Slowing down to the speed of presence, I heard this expression from Alan Seale, Center for Transformational Presence, recently and it hit me like a boomerang. And it has continued to hit me. For days I have walked around trying to figure out what it means for me. What is paradoxical is that it is not about figuring out, it is about surrendering. Surrendering for me is letting go, while leaning into something that is bigger than me. Figuring out is using my intellect to find an answer which I have found can be exhausting, taking more energy and giving me less clever answers. The answers come when I let go from a point of presence.

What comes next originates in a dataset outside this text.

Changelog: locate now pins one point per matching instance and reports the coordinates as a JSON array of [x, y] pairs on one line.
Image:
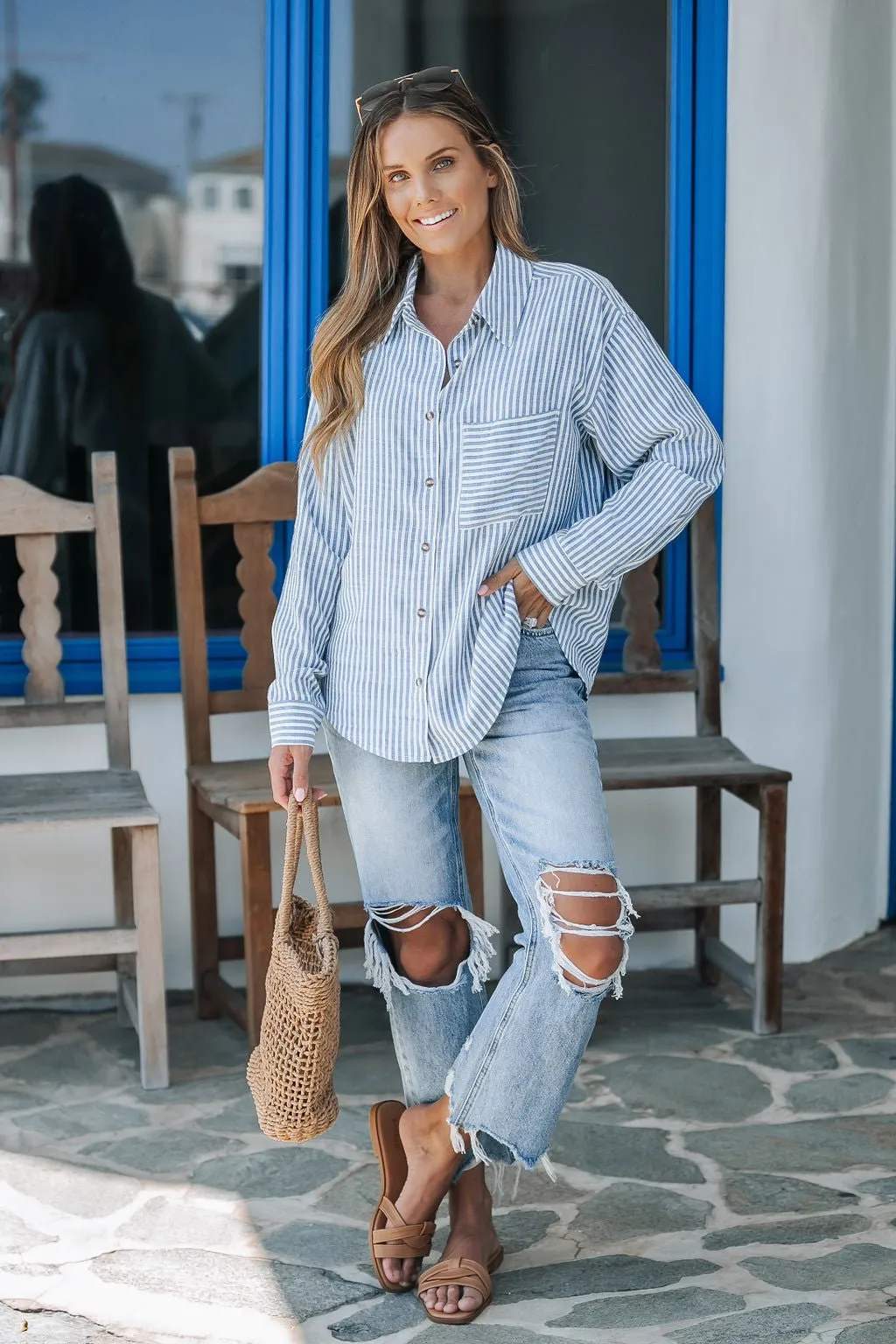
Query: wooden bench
[[707, 762], [112, 799], [235, 794]]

What is a point of presence? It is when I am grounded, my feet feeling the pull of gravitation from the earth, and from that point I am lengthening up through the spine and upwards, as if there is a heaven and earth connection and these can meet in my heart. I am in touch with my breathing which goes deep down into my belly.
The slowing down to the speed of presence seems to be about slowing down to my point of presence in the midst of the speediness that is going on around me. Allowing me to stop the result-oriented energy that do not take into account what is going on around me. Life is what happens when I am busy doing other things. Can I hear the songs of the birds? I take a deep conscious breath and stop writing…Right now, I am hearing a dove outside and there is something that is very soothing with that sound. Do I see the light green leaves of the birches and can I hear them fluttering in the wind?When I went for a walk this morning I stopped short on the path I was walking and was amazed of the beauty of the experience of just being with the sound of the fragile birch leaves. It is amazing to just stop and be present to what is both outside myself and what happens to me on the inside. The slowing down, the smile that comes to my lips, the softening of my eyes.
❤️How can you slow down to the speed of presence in the midst of what you are doing?
❤️What do you discover?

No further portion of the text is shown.